Biography: Harry Constable in his own words

Poverty, repression and fightback on the docks

Dockers, by Alain Bertrand/CC

Dockers, by Alain Bertrand/CC   (Click to enlarge: opens in new window)

Bill Mullins, Southwark Socialist Party

This book is about Harry Constable, a leading activist in the struggle of the dock workers from before the war until the end of the 1950s.

It is told through a series of transcribed tapes he made 20 years ago with Bill Hunter, a member of the ‘Socialist Labour League’ in Liverpool.

Harry Constable was born into an East End family in London in World War One and grew up in poverty and struggle. His father and grandfather had been dockers and Harry became one after World War Two when he left the army.

His tale is one of obviously heroic struggle against not only the employers but often against the right-wing leaders of his own union, the Transport and General Workers’ Union (TGWU – one of the main forerunners of Unite).
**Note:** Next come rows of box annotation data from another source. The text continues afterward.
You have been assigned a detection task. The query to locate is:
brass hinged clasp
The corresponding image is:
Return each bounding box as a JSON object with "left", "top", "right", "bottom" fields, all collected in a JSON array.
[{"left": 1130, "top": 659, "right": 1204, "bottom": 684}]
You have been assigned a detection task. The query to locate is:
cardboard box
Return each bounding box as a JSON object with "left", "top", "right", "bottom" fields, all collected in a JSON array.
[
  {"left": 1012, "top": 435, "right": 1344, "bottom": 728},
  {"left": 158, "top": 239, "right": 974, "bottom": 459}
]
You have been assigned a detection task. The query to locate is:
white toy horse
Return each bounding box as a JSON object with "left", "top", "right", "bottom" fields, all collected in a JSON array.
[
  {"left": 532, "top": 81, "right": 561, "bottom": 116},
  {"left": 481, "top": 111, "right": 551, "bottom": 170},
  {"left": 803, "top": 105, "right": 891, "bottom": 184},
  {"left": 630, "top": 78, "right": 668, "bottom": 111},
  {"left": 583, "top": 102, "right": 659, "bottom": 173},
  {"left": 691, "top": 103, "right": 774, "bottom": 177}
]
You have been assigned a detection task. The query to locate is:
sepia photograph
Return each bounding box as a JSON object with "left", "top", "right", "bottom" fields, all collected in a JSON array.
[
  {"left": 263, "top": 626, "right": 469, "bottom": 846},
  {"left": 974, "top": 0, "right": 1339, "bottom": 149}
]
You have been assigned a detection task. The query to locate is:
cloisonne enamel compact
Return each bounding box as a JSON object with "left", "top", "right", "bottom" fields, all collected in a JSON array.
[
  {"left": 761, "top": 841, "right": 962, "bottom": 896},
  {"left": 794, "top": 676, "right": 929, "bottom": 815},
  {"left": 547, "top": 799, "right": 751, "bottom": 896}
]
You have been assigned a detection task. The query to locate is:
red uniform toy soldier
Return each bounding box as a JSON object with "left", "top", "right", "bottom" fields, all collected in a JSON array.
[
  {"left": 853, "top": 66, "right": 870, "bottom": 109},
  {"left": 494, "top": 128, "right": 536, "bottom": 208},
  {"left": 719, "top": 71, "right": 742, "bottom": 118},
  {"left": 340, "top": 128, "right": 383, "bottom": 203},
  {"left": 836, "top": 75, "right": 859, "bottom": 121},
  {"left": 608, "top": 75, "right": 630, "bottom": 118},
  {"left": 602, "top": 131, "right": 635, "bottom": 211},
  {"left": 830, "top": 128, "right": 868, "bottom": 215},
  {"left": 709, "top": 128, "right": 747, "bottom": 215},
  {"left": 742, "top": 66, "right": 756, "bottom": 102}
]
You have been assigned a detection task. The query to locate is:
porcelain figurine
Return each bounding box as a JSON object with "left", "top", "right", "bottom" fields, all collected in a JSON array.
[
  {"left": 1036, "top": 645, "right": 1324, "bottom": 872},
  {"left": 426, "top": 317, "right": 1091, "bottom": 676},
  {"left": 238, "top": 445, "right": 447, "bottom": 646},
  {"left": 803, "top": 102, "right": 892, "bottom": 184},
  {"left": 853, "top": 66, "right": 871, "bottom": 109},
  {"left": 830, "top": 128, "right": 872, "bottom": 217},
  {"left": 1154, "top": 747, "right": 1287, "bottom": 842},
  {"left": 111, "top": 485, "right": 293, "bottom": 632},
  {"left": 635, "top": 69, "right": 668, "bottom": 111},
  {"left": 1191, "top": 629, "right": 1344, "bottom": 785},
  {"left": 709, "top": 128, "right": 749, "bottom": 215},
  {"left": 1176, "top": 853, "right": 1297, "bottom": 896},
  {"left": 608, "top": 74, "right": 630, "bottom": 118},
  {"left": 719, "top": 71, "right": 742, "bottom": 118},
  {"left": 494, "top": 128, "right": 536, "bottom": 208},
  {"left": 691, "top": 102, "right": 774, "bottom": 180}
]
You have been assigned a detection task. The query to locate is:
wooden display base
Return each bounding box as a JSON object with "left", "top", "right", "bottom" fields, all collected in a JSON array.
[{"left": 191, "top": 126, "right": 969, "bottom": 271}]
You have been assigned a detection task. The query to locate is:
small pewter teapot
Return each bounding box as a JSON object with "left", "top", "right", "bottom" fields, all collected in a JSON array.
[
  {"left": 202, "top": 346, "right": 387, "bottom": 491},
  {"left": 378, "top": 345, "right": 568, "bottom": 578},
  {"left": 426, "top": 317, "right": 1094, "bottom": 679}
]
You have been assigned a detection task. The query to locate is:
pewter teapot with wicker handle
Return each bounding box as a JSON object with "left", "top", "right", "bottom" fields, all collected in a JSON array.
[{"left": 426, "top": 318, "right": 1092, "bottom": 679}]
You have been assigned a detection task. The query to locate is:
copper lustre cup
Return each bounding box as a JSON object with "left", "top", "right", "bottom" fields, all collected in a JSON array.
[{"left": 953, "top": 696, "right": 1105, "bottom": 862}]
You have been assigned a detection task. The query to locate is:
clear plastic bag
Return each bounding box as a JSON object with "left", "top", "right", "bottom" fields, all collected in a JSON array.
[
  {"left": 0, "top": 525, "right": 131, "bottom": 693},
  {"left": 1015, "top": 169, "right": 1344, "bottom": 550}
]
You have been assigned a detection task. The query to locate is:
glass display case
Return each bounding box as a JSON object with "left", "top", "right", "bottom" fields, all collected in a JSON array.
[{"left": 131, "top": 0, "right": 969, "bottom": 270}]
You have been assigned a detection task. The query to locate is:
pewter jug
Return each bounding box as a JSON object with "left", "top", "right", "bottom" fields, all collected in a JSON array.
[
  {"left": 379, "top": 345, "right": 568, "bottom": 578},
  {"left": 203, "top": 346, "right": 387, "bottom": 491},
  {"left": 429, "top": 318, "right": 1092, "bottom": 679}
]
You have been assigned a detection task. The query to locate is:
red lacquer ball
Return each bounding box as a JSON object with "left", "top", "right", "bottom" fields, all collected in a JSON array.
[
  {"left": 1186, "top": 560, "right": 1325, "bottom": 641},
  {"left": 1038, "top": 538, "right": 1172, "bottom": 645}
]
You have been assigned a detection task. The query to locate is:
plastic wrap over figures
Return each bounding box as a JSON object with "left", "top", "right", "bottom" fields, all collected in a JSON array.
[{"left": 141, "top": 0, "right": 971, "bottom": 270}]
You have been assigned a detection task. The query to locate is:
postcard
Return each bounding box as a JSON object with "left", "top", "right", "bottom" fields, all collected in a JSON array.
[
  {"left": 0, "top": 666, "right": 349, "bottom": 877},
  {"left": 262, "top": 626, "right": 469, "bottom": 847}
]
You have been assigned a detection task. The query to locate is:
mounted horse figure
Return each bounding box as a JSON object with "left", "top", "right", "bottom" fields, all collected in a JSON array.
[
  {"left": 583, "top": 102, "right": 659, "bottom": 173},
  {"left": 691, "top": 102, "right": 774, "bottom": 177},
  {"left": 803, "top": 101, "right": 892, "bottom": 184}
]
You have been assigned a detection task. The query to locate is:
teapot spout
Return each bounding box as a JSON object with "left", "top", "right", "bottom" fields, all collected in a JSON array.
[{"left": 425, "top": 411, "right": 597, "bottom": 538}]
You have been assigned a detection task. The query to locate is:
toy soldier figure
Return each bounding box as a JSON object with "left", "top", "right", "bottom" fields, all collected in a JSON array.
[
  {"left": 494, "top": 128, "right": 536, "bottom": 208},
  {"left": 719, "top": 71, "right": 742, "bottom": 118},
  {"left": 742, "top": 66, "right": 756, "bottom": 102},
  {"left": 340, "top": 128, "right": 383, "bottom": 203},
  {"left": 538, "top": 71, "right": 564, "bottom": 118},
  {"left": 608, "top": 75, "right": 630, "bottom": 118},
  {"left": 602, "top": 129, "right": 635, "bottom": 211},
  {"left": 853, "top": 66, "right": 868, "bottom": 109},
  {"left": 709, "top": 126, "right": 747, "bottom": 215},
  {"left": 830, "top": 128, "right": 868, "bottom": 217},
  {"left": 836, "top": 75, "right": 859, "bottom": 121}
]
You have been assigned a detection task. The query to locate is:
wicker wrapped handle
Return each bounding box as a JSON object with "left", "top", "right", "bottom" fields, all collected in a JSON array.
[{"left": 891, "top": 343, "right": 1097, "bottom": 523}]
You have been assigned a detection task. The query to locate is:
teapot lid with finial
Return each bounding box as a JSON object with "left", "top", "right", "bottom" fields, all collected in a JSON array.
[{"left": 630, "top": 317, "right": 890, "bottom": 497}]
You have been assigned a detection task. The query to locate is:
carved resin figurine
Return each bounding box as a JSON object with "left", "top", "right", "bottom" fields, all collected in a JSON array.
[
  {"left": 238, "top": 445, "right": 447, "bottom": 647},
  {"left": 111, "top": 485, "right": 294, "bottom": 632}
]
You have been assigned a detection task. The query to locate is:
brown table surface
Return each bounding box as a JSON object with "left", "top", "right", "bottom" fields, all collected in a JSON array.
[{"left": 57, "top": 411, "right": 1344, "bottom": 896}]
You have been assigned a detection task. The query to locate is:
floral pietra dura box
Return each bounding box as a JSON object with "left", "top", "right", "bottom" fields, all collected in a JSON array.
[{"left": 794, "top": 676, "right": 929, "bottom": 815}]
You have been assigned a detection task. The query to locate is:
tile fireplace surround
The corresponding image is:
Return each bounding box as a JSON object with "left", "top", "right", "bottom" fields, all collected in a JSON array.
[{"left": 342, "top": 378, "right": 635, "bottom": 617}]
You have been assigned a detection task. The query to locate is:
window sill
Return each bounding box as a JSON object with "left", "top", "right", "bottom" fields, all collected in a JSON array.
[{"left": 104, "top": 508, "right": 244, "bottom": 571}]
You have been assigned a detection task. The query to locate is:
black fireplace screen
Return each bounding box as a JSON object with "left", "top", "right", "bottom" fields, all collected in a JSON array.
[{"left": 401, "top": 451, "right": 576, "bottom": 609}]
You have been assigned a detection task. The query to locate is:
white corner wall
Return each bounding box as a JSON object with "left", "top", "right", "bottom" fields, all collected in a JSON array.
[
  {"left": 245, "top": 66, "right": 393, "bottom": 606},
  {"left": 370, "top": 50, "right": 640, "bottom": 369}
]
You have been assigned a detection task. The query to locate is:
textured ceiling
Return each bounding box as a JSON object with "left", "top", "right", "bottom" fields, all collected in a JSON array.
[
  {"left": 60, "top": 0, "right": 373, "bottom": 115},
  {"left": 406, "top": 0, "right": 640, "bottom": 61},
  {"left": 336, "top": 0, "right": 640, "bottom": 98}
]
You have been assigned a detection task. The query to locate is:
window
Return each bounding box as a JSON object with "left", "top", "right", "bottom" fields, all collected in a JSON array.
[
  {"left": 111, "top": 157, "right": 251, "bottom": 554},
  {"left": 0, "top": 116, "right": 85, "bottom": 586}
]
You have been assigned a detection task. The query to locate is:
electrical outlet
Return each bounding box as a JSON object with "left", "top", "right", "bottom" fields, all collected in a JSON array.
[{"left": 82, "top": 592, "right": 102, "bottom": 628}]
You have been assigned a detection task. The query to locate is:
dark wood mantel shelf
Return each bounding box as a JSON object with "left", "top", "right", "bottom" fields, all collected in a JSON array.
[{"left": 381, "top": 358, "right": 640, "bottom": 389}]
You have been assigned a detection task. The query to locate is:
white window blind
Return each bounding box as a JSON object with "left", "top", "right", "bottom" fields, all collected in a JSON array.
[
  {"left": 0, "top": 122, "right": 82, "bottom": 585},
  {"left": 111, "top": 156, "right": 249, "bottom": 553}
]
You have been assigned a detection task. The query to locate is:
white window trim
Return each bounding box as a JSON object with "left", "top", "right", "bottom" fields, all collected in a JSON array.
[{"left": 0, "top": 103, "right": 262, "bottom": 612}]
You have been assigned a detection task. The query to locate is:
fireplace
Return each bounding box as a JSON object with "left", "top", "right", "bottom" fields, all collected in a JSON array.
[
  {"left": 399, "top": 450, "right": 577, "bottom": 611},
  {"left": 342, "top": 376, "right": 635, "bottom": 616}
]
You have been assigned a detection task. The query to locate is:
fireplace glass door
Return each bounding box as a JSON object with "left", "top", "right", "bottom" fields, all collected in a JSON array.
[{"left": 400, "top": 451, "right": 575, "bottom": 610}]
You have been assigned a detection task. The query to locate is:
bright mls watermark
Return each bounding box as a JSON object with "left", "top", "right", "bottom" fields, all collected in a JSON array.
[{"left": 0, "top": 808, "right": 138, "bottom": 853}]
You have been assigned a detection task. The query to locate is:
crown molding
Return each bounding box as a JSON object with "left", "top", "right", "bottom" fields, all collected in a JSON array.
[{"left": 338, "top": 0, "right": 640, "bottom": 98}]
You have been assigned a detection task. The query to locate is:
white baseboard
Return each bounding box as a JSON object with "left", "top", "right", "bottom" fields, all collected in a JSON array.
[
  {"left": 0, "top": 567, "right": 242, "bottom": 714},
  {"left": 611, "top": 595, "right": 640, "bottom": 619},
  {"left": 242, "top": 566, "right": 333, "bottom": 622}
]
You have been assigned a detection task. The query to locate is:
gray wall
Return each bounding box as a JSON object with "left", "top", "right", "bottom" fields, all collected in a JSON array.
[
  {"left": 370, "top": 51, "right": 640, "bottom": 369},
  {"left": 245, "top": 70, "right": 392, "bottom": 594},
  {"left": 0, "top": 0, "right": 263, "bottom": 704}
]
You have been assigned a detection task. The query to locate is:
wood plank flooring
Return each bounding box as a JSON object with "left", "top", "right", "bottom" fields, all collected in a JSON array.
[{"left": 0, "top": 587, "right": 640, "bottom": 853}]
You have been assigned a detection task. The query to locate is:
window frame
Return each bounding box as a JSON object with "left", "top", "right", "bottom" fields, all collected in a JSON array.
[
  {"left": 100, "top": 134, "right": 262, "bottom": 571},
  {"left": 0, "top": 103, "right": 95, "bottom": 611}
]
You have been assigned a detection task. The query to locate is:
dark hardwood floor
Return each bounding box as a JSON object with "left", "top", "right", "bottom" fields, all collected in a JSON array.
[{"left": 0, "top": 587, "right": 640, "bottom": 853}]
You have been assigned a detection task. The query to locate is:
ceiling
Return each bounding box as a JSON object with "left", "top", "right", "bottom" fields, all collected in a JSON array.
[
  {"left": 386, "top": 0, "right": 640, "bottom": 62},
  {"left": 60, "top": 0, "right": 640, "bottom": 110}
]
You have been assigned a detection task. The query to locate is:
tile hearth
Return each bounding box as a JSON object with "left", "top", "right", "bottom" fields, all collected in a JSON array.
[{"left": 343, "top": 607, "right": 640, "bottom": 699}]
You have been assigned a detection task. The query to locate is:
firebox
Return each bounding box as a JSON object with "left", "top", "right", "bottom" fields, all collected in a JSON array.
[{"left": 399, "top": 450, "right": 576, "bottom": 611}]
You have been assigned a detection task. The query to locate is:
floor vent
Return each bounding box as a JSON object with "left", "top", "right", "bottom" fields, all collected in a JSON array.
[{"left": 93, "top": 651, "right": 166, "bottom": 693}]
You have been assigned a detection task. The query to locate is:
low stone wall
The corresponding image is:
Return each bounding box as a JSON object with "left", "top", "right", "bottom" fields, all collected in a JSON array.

Harry, along with other left-wing dockers, was instrumental in setting up what became the unofficial dock workers’ strike committees. They organised national strikes against the employers because too often the right wing in the union refused to take action.

Strike

At one stage the union expelled him – which under the system at the time meant he could not be a registered docker and was not entitled to work. The other dockers waiting in the “pens,” the holding areas where they were called by the foreman to work, refused to “come out” until Harry was given work.

The book explains how the docks became organised over a number of years that led to many strikes, sometimes local and sometimes national, all led by the unofficial dockers’ committees.

In 1951, Clement Attlee’s Labour government ordered the arrest of Harry, along with other unofficial leaders, for calling a strike in contravention of ‘Order 1305’. This was part of the undemocratic government regulations set under emergency wartime powers, and forbade strike action.

This led to a national strike of 45,000 dockers. The Labour government’s answer was to send in 22,000 soldiers to do their jobs (which they couldn’t).

At the subsequent Old Bailey trial the unofficial leaders, including Harry, were acquitted.

Harry went through many experiences including the 1926 general strike and the battle of Cable Street against Oswald Mosley’s fascist Blackshirts.

All in all the book is well worth reading to give the modern generation of class fighters an idea of the rich history of class struggle in the docks.